The implementation process is not a straight line. Most frameworks that we use to guide how a resource is implemented clinically are actually non-linear and iterative. This means we purposefully want to go back and forth between all those using a pain science education resource, both those delivering it and those receiving it. Consequently, I will be partnering with clinicians and consumers as co-researchers and co-designers of these resources. Exciting times lie ahead that’s for sure!
So, we would love your help in completing an online survey. This survey will explore the current uptake of pain science education by physiotherapists trained in pain science, what they’re finding difficult, and what can be done to streamline this process at the clinical coalface.
If you are a registered physiotherapist who has worked in a private practice clinical setting in Australia within the last 5 years who has received formal education in pain science (either via university training or a professional development course), you are eligible!
If you are eligible and interested, I would be most grateful if you could complete our online survey by visiting the link HERE
The survey will take approximately 20-30 minutes to complete, and respondents will be placed in a draw to win 1 of 3 vouchers valued up to $250.
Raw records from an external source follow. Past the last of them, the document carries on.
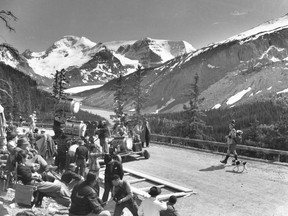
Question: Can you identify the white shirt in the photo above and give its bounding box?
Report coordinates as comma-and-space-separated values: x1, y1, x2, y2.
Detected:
68, 144, 79, 154
138, 197, 167, 216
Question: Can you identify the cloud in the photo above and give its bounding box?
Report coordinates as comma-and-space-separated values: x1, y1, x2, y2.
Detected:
230, 10, 248, 16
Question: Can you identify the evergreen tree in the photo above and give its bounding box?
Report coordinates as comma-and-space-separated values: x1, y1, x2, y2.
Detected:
0, 10, 20, 59
181, 73, 206, 138
110, 74, 127, 122
131, 65, 148, 120
53, 69, 68, 100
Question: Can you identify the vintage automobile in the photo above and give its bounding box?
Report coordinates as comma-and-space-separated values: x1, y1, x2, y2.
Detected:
109, 136, 150, 162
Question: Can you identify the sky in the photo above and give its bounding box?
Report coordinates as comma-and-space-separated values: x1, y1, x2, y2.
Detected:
0, 0, 288, 52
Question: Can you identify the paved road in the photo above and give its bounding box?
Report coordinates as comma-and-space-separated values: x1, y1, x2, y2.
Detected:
124, 144, 288, 216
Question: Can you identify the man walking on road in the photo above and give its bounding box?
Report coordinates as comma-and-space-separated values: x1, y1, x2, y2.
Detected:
138, 186, 167, 216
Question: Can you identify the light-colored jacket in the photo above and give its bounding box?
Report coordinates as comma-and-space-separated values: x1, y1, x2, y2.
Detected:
138, 197, 167, 216
227, 128, 236, 145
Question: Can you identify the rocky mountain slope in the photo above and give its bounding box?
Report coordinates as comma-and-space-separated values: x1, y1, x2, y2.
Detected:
82, 15, 288, 112
0, 36, 195, 86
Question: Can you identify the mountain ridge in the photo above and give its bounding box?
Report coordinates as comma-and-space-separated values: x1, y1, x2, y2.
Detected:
0, 35, 195, 87
83, 12, 288, 113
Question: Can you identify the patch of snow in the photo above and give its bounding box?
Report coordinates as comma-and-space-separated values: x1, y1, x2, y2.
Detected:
212, 104, 221, 109
226, 87, 251, 105
64, 85, 102, 94
155, 98, 175, 113
270, 56, 280, 62
0, 51, 18, 68
207, 64, 218, 68
276, 88, 288, 94
255, 90, 262, 95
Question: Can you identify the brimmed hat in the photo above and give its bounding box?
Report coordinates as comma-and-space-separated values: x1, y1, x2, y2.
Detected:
148, 186, 161, 197
68, 163, 77, 170
17, 137, 30, 146
7, 131, 17, 139
168, 195, 177, 205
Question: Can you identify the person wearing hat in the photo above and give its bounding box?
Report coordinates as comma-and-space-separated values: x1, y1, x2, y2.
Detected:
102, 154, 124, 203
7, 132, 18, 155
138, 186, 167, 216
220, 120, 238, 164
15, 136, 57, 173
112, 174, 138, 216
29, 111, 37, 132
61, 163, 84, 188
75, 140, 89, 177
95, 120, 110, 154
88, 143, 102, 172
160, 195, 179, 216
69, 172, 111, 216
140, 118, 151, 147
16, 150, 71, 206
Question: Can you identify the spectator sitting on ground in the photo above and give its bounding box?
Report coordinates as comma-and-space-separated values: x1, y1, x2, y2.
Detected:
102, 154, 124, 203
112, 174, 138, 216
69, 172, 111, 216
61, 163, 84, 185
160, 195, 179, 216
16, 150, 70, 206
75, 140, 89, 177
15, 137, 57, 173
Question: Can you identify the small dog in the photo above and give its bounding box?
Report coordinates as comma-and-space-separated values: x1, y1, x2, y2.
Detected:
232, 160, 248, 172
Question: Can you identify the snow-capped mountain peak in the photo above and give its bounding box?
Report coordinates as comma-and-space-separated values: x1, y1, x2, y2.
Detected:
2, 35, 195, 86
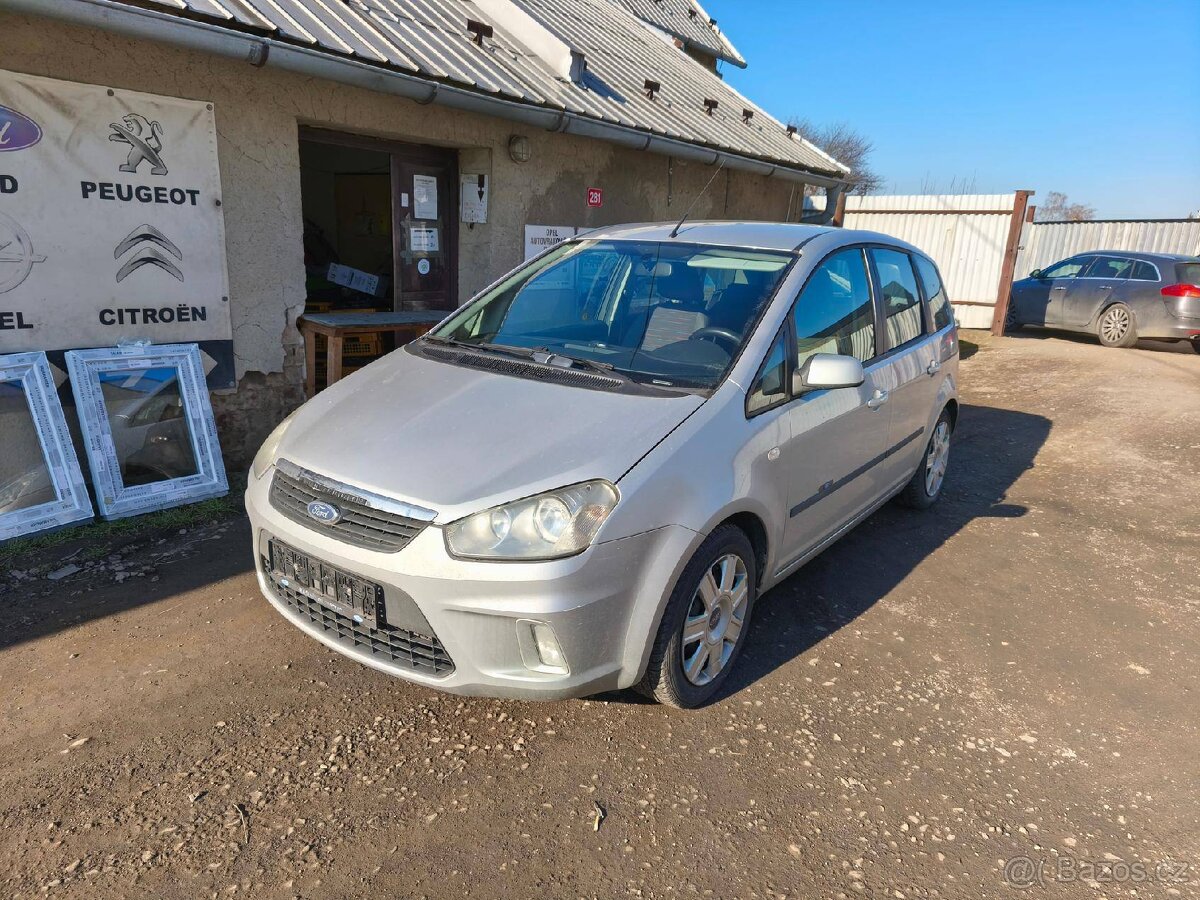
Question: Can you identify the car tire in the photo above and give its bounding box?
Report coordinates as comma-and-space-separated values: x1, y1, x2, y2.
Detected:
896, 409, 954, 509
1096, 304, 1138, 347
1004, 298, 1022, 334
635, 524, 758, 709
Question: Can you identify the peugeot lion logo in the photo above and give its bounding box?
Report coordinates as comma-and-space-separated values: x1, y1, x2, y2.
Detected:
308, 500, 342, 524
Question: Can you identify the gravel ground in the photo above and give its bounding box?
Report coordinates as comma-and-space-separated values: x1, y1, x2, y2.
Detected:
0, 332, 1200, 899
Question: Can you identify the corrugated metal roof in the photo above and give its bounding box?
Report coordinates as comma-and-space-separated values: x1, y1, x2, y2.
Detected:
614, 0, 746, 68
131, 0, 845, 178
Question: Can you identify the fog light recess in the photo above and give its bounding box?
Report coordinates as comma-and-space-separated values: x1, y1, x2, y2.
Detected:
517, 619, 571, 674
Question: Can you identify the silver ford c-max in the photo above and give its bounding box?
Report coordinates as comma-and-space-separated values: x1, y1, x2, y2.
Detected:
246, 222, 958, 707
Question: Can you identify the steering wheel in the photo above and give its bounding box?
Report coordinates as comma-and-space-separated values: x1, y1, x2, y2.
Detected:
688, 325, 742, 353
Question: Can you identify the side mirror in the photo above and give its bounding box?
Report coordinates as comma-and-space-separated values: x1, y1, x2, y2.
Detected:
797, 353, 866, 391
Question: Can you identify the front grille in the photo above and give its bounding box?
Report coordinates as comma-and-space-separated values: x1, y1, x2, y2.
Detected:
271, 466, 427, 553
264, 571, 454, 678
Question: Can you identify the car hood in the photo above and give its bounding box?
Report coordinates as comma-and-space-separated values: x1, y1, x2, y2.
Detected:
276, 350, 704, 523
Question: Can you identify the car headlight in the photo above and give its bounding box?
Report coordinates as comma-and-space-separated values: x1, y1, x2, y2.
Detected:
250, 409, 300, 478
445, 481, 618, 559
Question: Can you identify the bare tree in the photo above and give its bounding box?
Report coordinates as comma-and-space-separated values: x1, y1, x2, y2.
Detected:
1034, 191, 1096, 222
790, 119, 883, 194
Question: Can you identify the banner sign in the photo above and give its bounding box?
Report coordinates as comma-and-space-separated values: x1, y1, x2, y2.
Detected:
0, 71, 234, 388
526, 226, 580, 263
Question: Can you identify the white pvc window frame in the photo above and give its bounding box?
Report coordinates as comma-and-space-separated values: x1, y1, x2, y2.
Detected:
0, 352, 92, 544
66, 343, 229, 520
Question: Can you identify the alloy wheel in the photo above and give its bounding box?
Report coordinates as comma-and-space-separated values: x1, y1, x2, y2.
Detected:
1100, 306, 1133, 343
925, 421, 950, 497
679, 553, 750, 686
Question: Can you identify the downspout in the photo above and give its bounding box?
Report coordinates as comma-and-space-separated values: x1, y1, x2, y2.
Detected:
0, 0, 859, 195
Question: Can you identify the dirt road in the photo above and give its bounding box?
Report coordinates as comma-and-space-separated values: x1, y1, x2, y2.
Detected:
0, 332, 1200, 899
Sorry that this may not apply to all of you. If you aren’t a private practice physio, but are interested in being involved in future work in this area, please drop me a line at monique.wilson@mymail.unisa.edu.au.
Thank you!
Monique Wilson
PhD Candidate
Body in Mind Research Group
IIMPACT In Health, Allied Health & Human Performance
University of South Australia
References
1 Dennis S, Watts I, Pan Y, Britt H. Who do Australian general practitioners refer to physiotherapy? Australian Family Physician 2017; 46: 421–6.
2 Forbes R, Mandrusiak A, Russell T, Smith M. Evaluating physiotherapists’ practice and perceptions of patient education: A national survey in Australia. International Journal of Therapy and Rehabilitation 2017; 24: 122–30.
3 King R, Robinson V, Elliott-Button HL, Watson JA, Ryan CG, Martin DJ. Pain Reconceptualisation after Pain Neurophysiology Education in Adults with Chronic Low Back Pain: A Qualitative Study. Pain Res Manag 2018; 2018: 3745651.
4 Louw A, Diener I, Landers MR, Puentedura EJ. Preoperative pain neuroscience education for lumbar radiculopathy: a multicenter randomized controlled trial with 1-year follow-up. Spine 2014; 39: 1449–57.
5 Sillevis R, Trincado G, Shamus E. The immediate effect of a single session of pain neuroscience education on pain and the autonomic nervous system in subjects with persistent pain, a pilot study. PeerJ 2021; 9: e11543.
6 Van Oosterwijck J, Nijs J, Meeus M, et al. Pain neurophysiology education improves cognitions, pain thresholds, and movement performance in people with chronic whiplash: a pilot study. J Rehabil Res Dev 2011; 48: 43–58.
7 Leake H, Mardon A, Stanton T, et al. Key Learning Statements for persistent pain education: an iterative analysis of consumer, clinician and researcher perspectives and development of public messaging. The Journal of Pain 2022. DOI:10.1016/j.jpain.2022.07.008.